If your issue is that NYT can get its entire article indexed even though people will hit a paywall when they go to view it, I can see what you're saying.
But you have to balance these concerns with what's practical. After all, a search engine is supposed to help people find things.
If an NYT article actually answers your search query, I don't think the greater good is for Google to not show you that result. I don't think that's what most people would want, either.
I feel the same way about Google hypothetically only indexing the part of the article that is shown above the paywall fold. What if the rest of the article can answer your search query? I don't think you're better off not knowing such an article exists.
There are only trade-offs.
The other things that Google bans are more obviously deceptive with few upsides to be found for the end-user, like cloaking a malicious website. I don't think you could enumerate the other sorts of things that Google blocks and compare them honestly to NYT's paywall, but I'd be curious to hear you build that case.

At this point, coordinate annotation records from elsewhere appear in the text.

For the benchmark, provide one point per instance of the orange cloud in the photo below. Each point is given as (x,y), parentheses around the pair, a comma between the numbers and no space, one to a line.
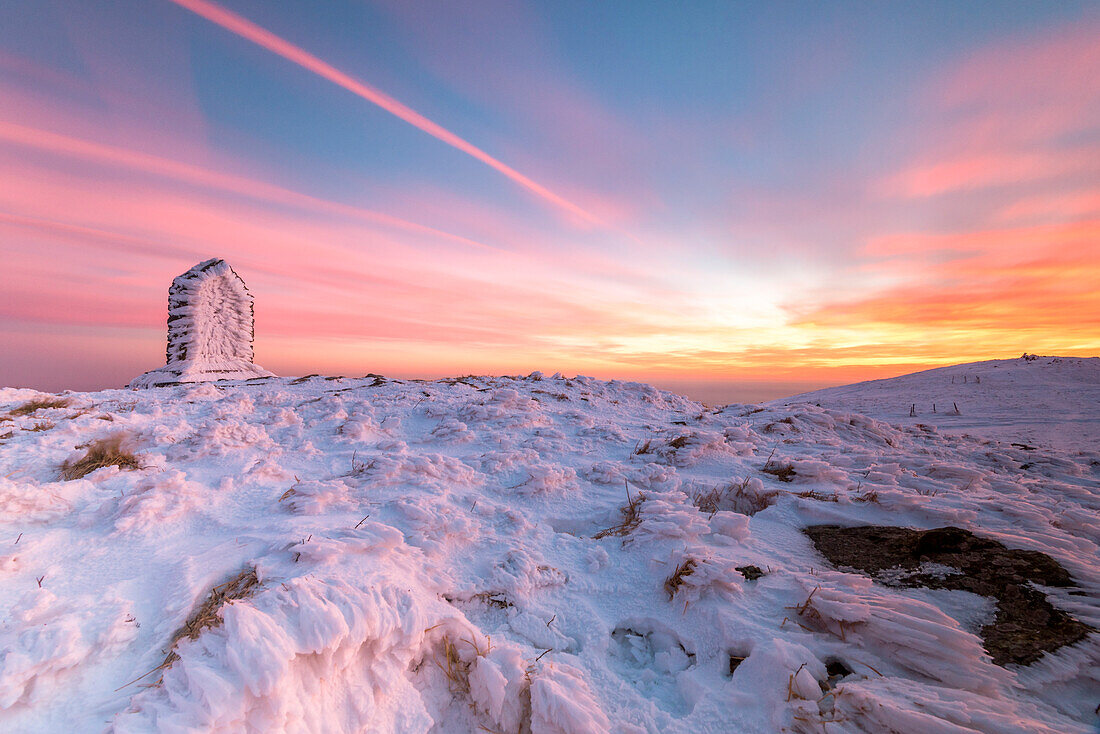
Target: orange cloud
(992,168)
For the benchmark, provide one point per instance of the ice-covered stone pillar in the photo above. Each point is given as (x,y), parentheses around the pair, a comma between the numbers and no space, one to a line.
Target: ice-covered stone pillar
(209,329)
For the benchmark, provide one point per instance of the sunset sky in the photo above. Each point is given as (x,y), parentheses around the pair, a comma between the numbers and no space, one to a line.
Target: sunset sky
(772,196)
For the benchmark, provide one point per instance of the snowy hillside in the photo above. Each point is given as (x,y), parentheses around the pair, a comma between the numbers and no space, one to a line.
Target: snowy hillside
(532,555)
(1040,401)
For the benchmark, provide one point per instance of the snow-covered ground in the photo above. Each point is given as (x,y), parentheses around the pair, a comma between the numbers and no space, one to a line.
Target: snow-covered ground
(1042,401)
(433,557)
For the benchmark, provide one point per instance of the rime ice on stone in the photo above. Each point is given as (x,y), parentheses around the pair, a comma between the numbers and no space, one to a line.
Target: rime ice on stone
(209,329)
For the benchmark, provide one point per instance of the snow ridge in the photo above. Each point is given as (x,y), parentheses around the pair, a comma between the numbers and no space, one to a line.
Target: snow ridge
(435,557)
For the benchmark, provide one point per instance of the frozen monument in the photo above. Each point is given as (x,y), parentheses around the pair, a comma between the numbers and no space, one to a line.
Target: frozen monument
(209,329)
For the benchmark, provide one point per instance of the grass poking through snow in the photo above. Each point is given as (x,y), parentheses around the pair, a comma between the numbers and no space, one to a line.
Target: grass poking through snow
(39,404)
(105,452)
(673,582)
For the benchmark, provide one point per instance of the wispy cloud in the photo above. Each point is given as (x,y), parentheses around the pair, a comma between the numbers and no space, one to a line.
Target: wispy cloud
(267,40)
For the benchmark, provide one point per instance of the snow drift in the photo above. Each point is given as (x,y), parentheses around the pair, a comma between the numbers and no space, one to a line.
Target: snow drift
(514,555)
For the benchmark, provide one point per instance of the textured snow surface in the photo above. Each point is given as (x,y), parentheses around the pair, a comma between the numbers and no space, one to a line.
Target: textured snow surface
(1041,401)
(210,328)
(427,562)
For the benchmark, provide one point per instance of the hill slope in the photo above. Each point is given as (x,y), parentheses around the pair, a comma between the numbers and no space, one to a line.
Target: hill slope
(1042,401)
(508,554)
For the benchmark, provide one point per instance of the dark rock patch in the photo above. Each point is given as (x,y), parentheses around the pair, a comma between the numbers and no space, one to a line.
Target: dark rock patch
(1026,625)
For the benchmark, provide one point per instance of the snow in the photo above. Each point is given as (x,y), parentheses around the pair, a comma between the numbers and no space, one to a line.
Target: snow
(1037,401)
(428,562)
(210,329)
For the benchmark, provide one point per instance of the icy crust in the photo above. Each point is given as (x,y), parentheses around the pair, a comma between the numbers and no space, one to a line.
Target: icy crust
(1035,401)
(210,329)
(508,554)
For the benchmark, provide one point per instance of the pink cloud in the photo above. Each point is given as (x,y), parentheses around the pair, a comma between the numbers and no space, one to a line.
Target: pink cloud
(252,32)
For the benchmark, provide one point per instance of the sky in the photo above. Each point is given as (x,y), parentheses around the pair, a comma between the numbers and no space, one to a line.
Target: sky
(736,200)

The article is just an opinion piece on Bill Gates opinion, it really adds nothing of value, no investigative journalism, no fact checking.
I argue that the only reason people are interested in this article is because of Bill Gates opinion not the ny times.
I think search results for the original opinion would be much more relevant than a random persons opinion of the opinion. The opinion of some one else's opinion is not worth money, if ny times considers that as quality journalism I think it says a lot about the quality of their journalism.